Repression of mTORC2 formation alleviated endothelial senescence
Next, the effect of mTORC2 on endothelial senescence was investigated. Since mTORC2 is insensitive to acute rapamycin treatment and specific inhibitors of mTORC2 are currently not commercially available, siRNA interference of Rictor was used to repress the formation of mTORC2 and to block its activity. The inhibitory efficiency of Rictor siRNA in Rictor expression was tested by Western blotting. As shown in Fig. 3a, Rictor siRNA at concentrations above 50 nM effectively decreased the protein expression of Rictor. Cells transfected with Rictor siRNA exhibited a decrease of mTOR phosphorylation at Ser2481, accompanied by decreased Rictor protein expression (Fig. 3b). As the downstream signaling pathway of mTORC2 activation, the phosphorylation level of Akt on Ser473 was reduced by Rictor depletion, whereas the total expression of Akt was not altered (Fig. 3c). Importantly, transfection of Rictor siRNA ameliorated endothelial senescence induced by H2O2 or replicative senescence in a dose-dependent manner, judging from the results of SA-β-gal staining and the expression of endothelial cell senescent markers p53 and p21 (Fig. 3d–g). Taken together, these observations indicate that decreases of the mTORC2 integrity and activity by Rictor knockdown might alleviate endothelial senescence.
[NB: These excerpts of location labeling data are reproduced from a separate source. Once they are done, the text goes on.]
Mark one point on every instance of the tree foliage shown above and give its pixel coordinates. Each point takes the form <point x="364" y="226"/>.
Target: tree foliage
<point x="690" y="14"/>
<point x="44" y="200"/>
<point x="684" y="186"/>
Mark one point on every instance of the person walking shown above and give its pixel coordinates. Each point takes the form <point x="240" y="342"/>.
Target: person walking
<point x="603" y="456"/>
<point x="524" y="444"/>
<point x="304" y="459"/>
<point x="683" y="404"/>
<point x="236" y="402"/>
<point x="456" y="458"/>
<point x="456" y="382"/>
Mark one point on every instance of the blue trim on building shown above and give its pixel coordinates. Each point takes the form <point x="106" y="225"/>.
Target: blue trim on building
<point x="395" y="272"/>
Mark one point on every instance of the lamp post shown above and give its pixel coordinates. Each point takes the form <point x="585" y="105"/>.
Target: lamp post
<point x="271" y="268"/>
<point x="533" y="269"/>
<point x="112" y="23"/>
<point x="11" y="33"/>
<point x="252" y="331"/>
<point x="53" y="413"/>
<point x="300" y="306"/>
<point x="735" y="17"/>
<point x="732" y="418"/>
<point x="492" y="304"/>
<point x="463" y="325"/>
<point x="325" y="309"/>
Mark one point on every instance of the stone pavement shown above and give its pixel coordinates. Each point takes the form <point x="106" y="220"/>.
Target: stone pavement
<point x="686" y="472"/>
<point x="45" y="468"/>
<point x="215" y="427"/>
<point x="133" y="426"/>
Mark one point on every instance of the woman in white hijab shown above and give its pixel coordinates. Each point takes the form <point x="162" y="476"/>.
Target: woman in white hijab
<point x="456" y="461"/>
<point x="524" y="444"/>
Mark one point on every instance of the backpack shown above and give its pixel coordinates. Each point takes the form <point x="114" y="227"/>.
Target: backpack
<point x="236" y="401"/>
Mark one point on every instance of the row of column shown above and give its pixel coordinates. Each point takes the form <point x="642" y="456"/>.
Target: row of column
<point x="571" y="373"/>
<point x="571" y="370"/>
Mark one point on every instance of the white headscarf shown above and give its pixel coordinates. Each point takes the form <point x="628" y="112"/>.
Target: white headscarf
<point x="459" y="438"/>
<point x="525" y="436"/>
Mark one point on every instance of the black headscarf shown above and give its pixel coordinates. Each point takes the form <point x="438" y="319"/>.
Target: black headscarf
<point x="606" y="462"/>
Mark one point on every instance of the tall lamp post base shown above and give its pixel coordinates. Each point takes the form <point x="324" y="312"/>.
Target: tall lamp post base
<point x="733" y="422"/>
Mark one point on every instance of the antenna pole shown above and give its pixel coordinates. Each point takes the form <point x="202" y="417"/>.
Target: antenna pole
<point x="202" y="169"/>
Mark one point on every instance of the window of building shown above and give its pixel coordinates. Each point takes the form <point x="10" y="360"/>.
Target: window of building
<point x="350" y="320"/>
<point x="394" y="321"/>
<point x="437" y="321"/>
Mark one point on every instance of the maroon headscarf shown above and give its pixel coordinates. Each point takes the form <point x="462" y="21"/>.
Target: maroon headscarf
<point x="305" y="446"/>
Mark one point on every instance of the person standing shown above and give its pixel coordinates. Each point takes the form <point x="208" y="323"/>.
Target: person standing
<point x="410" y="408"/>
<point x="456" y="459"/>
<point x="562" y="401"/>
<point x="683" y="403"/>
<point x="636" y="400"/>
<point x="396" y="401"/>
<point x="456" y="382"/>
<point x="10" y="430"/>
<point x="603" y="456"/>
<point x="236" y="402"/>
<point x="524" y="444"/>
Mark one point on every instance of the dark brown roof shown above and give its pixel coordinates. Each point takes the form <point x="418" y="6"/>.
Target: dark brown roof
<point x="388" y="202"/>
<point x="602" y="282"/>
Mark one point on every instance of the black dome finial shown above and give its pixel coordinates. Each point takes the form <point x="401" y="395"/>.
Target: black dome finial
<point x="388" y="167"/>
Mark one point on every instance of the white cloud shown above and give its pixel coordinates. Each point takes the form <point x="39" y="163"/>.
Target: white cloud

Inhibition of Akt prevented endothelial senescence
Because mTORC2 directly activates Akt through phosphorylation at Ser473 [31], the effect of mTORC2 on endothelial senescence was further evaluated using a specific inhibitor of Akt, MK-2206, to block the downstream signal of mTORC2. First, the inhibitory efficiency of MK-2206 in Akt activity was tested. MK-2206 at concentrations above 500 nM effectively diminished the phosphorylation level of Akt at Ser473 (Fig. 4a). Additionally, MK-2206 treatment reversed Akt activation induced by H2O2 without affecting its total expression (Fig. 4b). These observations imply that MK-2206 could abolish mTORC2/Akt signaling. Second, the effects of MK-2206 on replicative endothelial senescence and SISP were investigated. MK-2206 at concentrations of 500 nM, 1 μM, or 3 μM significantly decreased the percentage of SA-β-gal-positive cells in both H2O2-treated cells and cells at passage 11 (Fig. 4c, d). Meanwhile, MK-2206 treatment downregulated the p53 and p21 protein levels in both senescent endothelial cell models (Fig. 4e, f). Thus, inhibition of mTORC2/Akt protects HUVECs against replicative senescence and SISP.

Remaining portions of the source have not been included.